At Gnorguel’s home, they all slept on shared mats and mattresses in a spare room, or under the stars in the large courtyard. “They arrived here with nothing, just the clothes they were wearing,” he said. “I am managing to provide them with meals and give them a safe place to sleep, but last year's harvest was bad and I don't have many resources.” He added that he would probably not have been able to help the young people at all if he hadn’t received seeds and food from SOS Children’s Villages the previous year.

Families like his who were already vulnerable following the 2011-2012 food security crisis in central Mali were pushed to their limits due to the massive influx of displaced families from the north. According to the United Nations Office for the Coordination of Humanitarian Affairs (OCHA), by February 2013, about 35,000 people had fled their homes since the onset of the French and African intervention began in January. A total of 227,000 people were internally displaced in Mali and about 4.3 million required humanitarian assistance.

Many heads of households needed to take out loans to look after their displaced visitors, but getting the loans was not easy. Banks had closed for a short period in the wake of the coup d’état that ousted former President Amadou Toumani Touré, and the cost of living increased at the same time. The price of rice alone shot from 300 FCFA (0.6 USD) per kilogram to 400 FCFA from 2012 to 2013.

Even for families who could afford food, it was in short supply because of road blockages. Food markets in towns such as Sevare and Mopti, which both narrowly escaped invasion by Islamist fighters and which were sheltering about 23,000 displaced people, closed unexpectedly for several days when the military intervention began.

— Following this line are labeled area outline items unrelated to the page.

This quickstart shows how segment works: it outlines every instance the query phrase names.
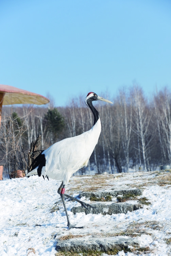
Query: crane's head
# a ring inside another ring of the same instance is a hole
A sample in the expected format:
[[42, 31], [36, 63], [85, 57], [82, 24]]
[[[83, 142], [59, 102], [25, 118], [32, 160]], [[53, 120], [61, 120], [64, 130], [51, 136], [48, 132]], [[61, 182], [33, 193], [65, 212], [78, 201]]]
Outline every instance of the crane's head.
[[102, 98], [102, 97], [100, 97], [100, 96], [98, 96], [96, 93], [92, 92], [92, 91], [91, 92], [88, 93], [85, 99], [85, 102], [87, 106], [89, 107], [88, 104], [88, 102], [91, 102], [93, 101], [94, 100], [102, 100], [103, 101], [105, 101], [106, 102], [113, 104], [113, 103], [110, 101], [106, 100], [105, 99]]

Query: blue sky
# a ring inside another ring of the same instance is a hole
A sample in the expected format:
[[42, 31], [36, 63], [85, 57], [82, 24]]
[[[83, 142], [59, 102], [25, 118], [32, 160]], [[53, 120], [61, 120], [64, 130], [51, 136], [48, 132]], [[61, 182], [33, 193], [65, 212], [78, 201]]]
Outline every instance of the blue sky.
[[135, 80], [171, 88], [169, 0], [0, 0], [0, 84], [56, 106]]

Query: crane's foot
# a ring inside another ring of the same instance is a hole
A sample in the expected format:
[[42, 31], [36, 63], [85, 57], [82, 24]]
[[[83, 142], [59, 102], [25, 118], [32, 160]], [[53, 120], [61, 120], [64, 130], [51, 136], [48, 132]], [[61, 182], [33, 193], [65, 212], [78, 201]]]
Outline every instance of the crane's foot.
[[68, 229], [70, 229], [71, 228], [84, 228], [84, 227], [75, 227], [75, 225], [71, 225], [70, 223], [69, 224], [68, 224], [67, 226], [68, 227]]

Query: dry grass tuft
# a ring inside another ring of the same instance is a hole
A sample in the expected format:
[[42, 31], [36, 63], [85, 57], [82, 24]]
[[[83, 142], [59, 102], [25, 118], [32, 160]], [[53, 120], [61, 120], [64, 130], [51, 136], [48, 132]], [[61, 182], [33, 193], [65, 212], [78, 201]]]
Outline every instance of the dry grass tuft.
[[137, 197], [136, 197], [133, 194], [128, 194], [124, 195], [122, 197], [118, 195], [117, 197], [117, 201], [120, 203], [125, 202], [129, 200], [137, 200]]
[[101, 256], [103, 252], [98, 251], [89, 251], [82, 252], [82, 253], [76, 253], [72, 251], [65, 252], [60, 251], [55, 254], [55, 256]]
[[164, 240], [167, 244], [171, 244], [171, 237], [170, 237], [170, 238], [165, 238]]
[[36, 253], [35, 252], [35, 250], [34, 248], [32, 248], [32, 247], [29, 248], [27, 249], [27, 251], [28, 251], [29, 250], [30, 251], [28, 252], [28, 253], [27, 254], [27, 256], [28, 256], [30, 253], [31, 253], [32, 255], [33, 255], [33, 254], [35, 254]]
[[96, 197], [91, 197], [90, 198], [90, 201], [95, 201], [96, 202], [109, 202], [112, 201], [112, 197], [110, 195], [106, 195], [104, 197], [100, 198], [97, 198]]
[[19, 223], [18, 224], [16, 224], [16, 226], [24, 226], [27, 224], [27, 223]]
[[50, 210], [50, 212], [52, 213], [54, 211], [57, 211], [59, 209], [59, 207], [57, 205], [54, 205]]

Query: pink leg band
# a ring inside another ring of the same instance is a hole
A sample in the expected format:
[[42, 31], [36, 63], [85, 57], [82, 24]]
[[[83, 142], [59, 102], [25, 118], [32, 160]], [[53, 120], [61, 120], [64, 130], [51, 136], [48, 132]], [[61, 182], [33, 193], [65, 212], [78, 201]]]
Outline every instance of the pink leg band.
[[63, 188], [61, 189], [61, 194], [64, 194], [65, 193], [65, 188]]

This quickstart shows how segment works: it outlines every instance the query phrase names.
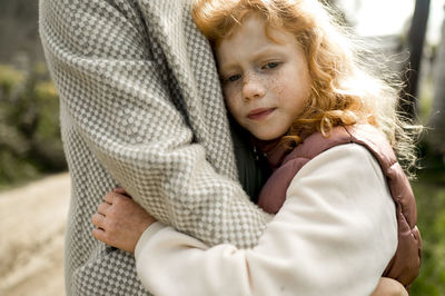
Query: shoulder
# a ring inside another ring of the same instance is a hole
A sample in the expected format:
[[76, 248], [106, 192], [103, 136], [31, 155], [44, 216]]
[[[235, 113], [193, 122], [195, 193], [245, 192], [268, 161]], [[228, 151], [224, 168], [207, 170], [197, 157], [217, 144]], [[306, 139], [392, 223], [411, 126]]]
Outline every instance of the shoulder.
[[337, 176], [353, 172], [383, 178], [376, 158], [365, 146], [359, 144], [344, 144], [327, 149], [308, 161], [298, 175], [313, 174], [318, 170], [330, 171]]

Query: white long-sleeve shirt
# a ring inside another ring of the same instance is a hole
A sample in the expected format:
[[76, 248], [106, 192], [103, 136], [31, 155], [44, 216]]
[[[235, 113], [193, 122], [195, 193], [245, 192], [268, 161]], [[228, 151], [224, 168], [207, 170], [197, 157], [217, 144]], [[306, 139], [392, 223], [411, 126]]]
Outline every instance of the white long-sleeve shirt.
[[397, 247], [395, 205], [380, 167], [356, 144], [304, 166], [251, 249], [208, 247], [161, 223], [136, 247], [154, 295], [369, 295]]

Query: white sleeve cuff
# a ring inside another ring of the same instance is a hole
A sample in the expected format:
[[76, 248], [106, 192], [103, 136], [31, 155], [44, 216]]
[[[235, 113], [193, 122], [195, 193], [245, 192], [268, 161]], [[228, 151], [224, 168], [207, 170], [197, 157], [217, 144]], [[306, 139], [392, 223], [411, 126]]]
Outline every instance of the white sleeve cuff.
[[160, 221], [156, 221], [151, 224], [147, 229], [144, 231], [144, 234], [140, 236], [138, 243], [136, 244], [135, 248], [135, 258], [138, 259], [140, 257], [140, 253], [142, 251], [142, 247], [146, 245], [146, 243], [158, 231], [162, 230], [167, 226]]

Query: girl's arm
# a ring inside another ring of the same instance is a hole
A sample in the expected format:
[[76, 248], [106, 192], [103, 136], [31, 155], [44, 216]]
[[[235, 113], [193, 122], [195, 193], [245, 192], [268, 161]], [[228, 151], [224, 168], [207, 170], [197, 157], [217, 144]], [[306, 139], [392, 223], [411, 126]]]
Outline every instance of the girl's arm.
[[256, 247], [210, 248], [156, 223], [139, 239], [136, 260], [155, 295], [370, 295], [396, 247], [380, 168], [350, 144], [297, 174]]

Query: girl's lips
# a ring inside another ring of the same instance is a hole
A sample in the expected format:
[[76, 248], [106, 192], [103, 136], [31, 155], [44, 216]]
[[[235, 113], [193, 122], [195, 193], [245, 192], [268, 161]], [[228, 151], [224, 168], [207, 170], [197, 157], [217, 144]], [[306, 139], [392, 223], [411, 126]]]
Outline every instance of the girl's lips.
[[261, 120], [266, 118], [269, 114], [274, 112], [275, 108], [258, 108], [251, 110], [247, 117], [251, 120]]

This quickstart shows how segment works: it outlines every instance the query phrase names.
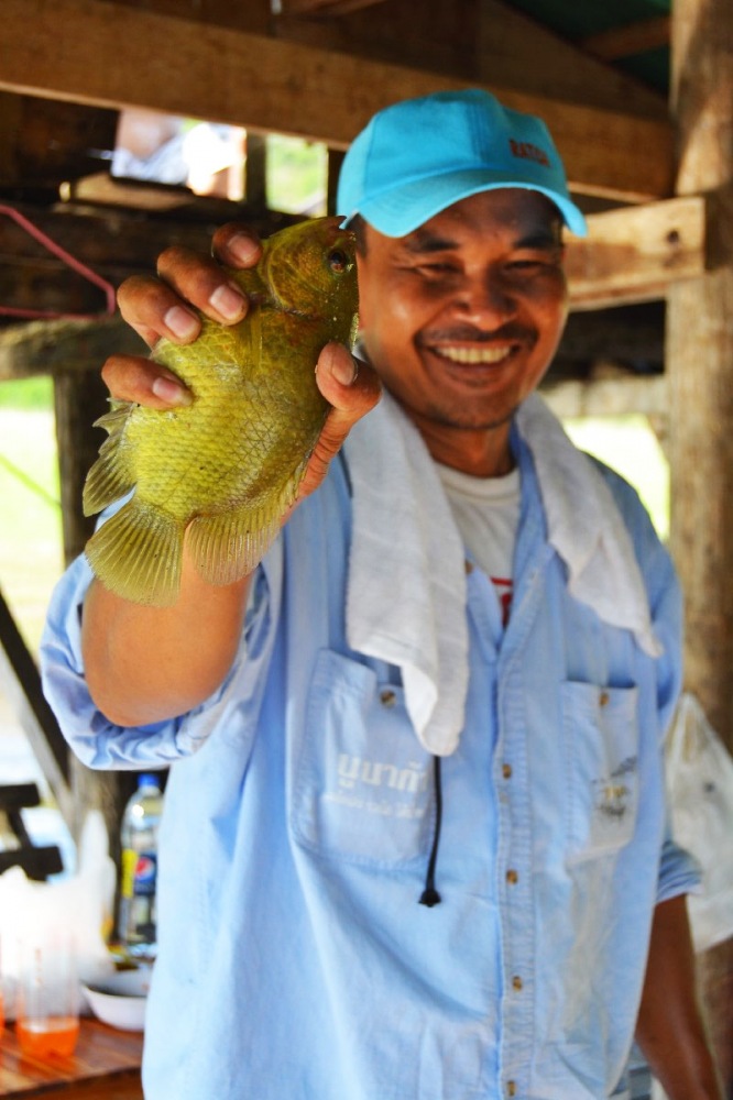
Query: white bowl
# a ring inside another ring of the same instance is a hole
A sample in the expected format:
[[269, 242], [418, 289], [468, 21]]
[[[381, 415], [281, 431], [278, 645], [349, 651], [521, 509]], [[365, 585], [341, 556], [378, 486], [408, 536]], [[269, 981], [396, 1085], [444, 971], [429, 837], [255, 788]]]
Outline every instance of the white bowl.
[[142, 1031], [150, 969], [120, 970], [94, 986], [83, 986], [96, 1016], [121, 1031]]

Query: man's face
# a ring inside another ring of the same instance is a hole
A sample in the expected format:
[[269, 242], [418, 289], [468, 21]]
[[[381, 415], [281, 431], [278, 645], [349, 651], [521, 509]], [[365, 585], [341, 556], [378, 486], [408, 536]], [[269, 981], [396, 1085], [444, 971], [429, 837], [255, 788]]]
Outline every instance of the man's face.
[[555, 206], [505, 188], [462, 199], [407, 237], [368, 224], [359, 294], [370, 362], [434, 457], [497, 472], [480, 469], [481, 443], [491, 436], [508, 454], [511, 418], [567, 317]]

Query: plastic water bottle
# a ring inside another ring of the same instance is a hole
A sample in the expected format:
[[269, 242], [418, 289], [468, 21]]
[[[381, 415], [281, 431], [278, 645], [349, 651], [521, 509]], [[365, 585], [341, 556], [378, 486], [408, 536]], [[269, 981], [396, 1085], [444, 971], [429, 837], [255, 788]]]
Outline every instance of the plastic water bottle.
[[129, 955], [154, 958], [156, 949], [155, 889], [157, 883], [157, 828], [163, 812], [158, 779], [138, 779], [138, 790], [122, 815], [122, 875], [119, 936]]

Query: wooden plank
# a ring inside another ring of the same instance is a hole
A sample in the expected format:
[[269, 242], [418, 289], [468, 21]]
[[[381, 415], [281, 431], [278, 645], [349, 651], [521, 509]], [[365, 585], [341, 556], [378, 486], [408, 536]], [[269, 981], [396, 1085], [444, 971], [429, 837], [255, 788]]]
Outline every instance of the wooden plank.
[[699, 196], [587, 220], [588, 237], [570, 238], [567, 246], [573, 309], [663, 298], [672, 283], [705, 271], [705, 200]]
[[140, 1063], [143, 1035], [97, 1020], [83, 1019], [70, 1058], [43, 1059], [22, 1054], [14, 1027], [2, 1032], [0, 1096], [105, 1097], [142, 1100]]
[[[4, 0], [3, 40], [0, 88], [203, 117], [337, 148], [397, 99], [466, 86], [442, 74], [263, 35], [216, 26], [201, 34], [199, 24], [185, 19], [99, 0]], [[632, 200], [670, 194], [666, 120], [490, 90], [546, 120], [576, 190]]]
[[378, 3], [384, 3], [384, 0], [275, 0], [283, 12], [306, 15], [343, 15]]
[[541, 384], [540, 393], [561, 418], [626, 416], [634, 413], [650, 417], [667, 415], [667, 380], [661, 374], [590, 382], [554, 382], [548, 378]]
[[669, 15], [639, 20], [616, 26], [602, 34], [594, 34], [581, 43], [583, 50], [606, 62], [633, 57], [647, 50], [661, 50], [669, 45], [671, 20]]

Ibrahima Bane, director of SOS Children's Villages in Mali, warns that the “consequences of war stretch into the long-term. War doesn't end when the last shot is fired. The most important thing at the moment is that families have the resources to cope as Mali recovers its territorial integrity and its secularism. Then we'll have to address the future; children experience the same reality as their parents. We need to be in place to help families cope with whatever comes their way during this difficult time.”